Life is like a box of chocolates, Tyler says. Cheap and universal, and anyone who doesn't want it is just a crazy motherfucker. That's all you are, you know that?

He doesn't say this, because he's not there. He's gone. You hear it anyway, and you ignore it, like the nice person you always used to be.

Run, Forrest, run, Tyler doesn't say.

Bullshit. Forrest actually got somewhere.

xxx

You try to stop Project Mayhem. Predictably, it doesn't work.

Marla takes a drag of her ever-present cigarette and says, It's not your fucking problem what they do. Let's get out of town.

You are Jack's creeping sense of dread. You are not important. You are not special. You are not a--

Somewhere in the back of your skull, Tyler is laughing at you.

xxx

You try to check yourself into a psychiatric hospital. You try to say, There's someone else in my head. I'm dangerous.

The receptionist smiles and ignores you, showing off two missing teeth. His hand has three splints in it when he waves at you, and the bruises go all the way up his arm.
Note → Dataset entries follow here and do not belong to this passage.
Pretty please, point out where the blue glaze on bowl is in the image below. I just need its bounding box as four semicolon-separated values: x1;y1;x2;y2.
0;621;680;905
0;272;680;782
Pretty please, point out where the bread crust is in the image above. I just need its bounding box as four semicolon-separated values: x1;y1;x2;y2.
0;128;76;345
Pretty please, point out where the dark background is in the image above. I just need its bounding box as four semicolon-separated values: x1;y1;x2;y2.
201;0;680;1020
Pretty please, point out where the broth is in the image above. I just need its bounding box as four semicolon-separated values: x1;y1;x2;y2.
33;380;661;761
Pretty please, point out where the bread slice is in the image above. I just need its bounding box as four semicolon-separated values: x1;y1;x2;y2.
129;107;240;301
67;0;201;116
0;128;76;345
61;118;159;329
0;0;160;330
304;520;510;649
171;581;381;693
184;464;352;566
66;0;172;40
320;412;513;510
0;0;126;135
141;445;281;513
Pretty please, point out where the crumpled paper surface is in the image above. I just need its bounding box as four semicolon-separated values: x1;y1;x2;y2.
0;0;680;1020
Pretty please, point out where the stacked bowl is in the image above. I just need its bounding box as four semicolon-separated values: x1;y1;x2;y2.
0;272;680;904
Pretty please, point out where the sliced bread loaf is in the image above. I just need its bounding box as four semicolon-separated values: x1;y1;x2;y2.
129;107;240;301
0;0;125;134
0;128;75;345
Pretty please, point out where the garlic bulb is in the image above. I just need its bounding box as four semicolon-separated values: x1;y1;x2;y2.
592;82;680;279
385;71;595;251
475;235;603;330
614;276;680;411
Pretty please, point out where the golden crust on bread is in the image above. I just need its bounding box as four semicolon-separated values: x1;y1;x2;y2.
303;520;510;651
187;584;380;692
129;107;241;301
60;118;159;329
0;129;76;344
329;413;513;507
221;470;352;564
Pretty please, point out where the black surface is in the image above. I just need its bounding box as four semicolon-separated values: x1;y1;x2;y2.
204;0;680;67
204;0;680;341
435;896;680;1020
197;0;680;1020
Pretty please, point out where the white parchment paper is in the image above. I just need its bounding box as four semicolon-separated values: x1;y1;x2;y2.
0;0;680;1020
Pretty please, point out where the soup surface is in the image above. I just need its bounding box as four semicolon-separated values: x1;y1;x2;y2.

Marla smokes and tells you that neither of you could have afforded it anyway.

You tell her she should care more, you say, He's still there, Marla, he's the one who fucked you over.

She says, Actually, he's the one who fucked me. You're the one who fucked me over. She doesn't sound too upset about it.

Bitterness is like a tide. Washes away with a gunshot wound and some explosions; washes back up with a visit to a mental ward. And then again, with a good dose of apathy, you wave to it as it goes.

xxx

He asks, Miss me?

You look at him. Absently, you notice that he's grown his hair back out. You wonder what that means, in the land of congealed oatmeal that is your subconscious. You decide you don't give a damn and go to look for your gun. Enough is fucking enough.

It isn't where you left it.

You think, I know what he knows.

Don't bother, he says. Maybe I told Marla I didn't trust myself with it, told her to go hide it somewhere, maybe she won't tell you where it is no matter what you say. Maybe she looked at me like she wanted to think I was a paranoid nutcase but she also, not being a total fuck-up, believed me.

As he says it, you know that it's true.

I can just go and buy another one, you say.

Just try, he says, and he grins, wide enough to show all his teeth.

You don't. You steal a car (you know what he knows) and drive, without leaving a note for Marla. And you used to be such a nice guy.

Aw, why the long face? he asks. Fuck her. Oh, wait, you idid/i--

Shut up, you say.

She couldn't even tell the difference between us, he says dismissively, flicking a bit of ash out the window.

You don't say a single damn thing.

And Tyler, he sits in the passenger's seat and laughs and laughs.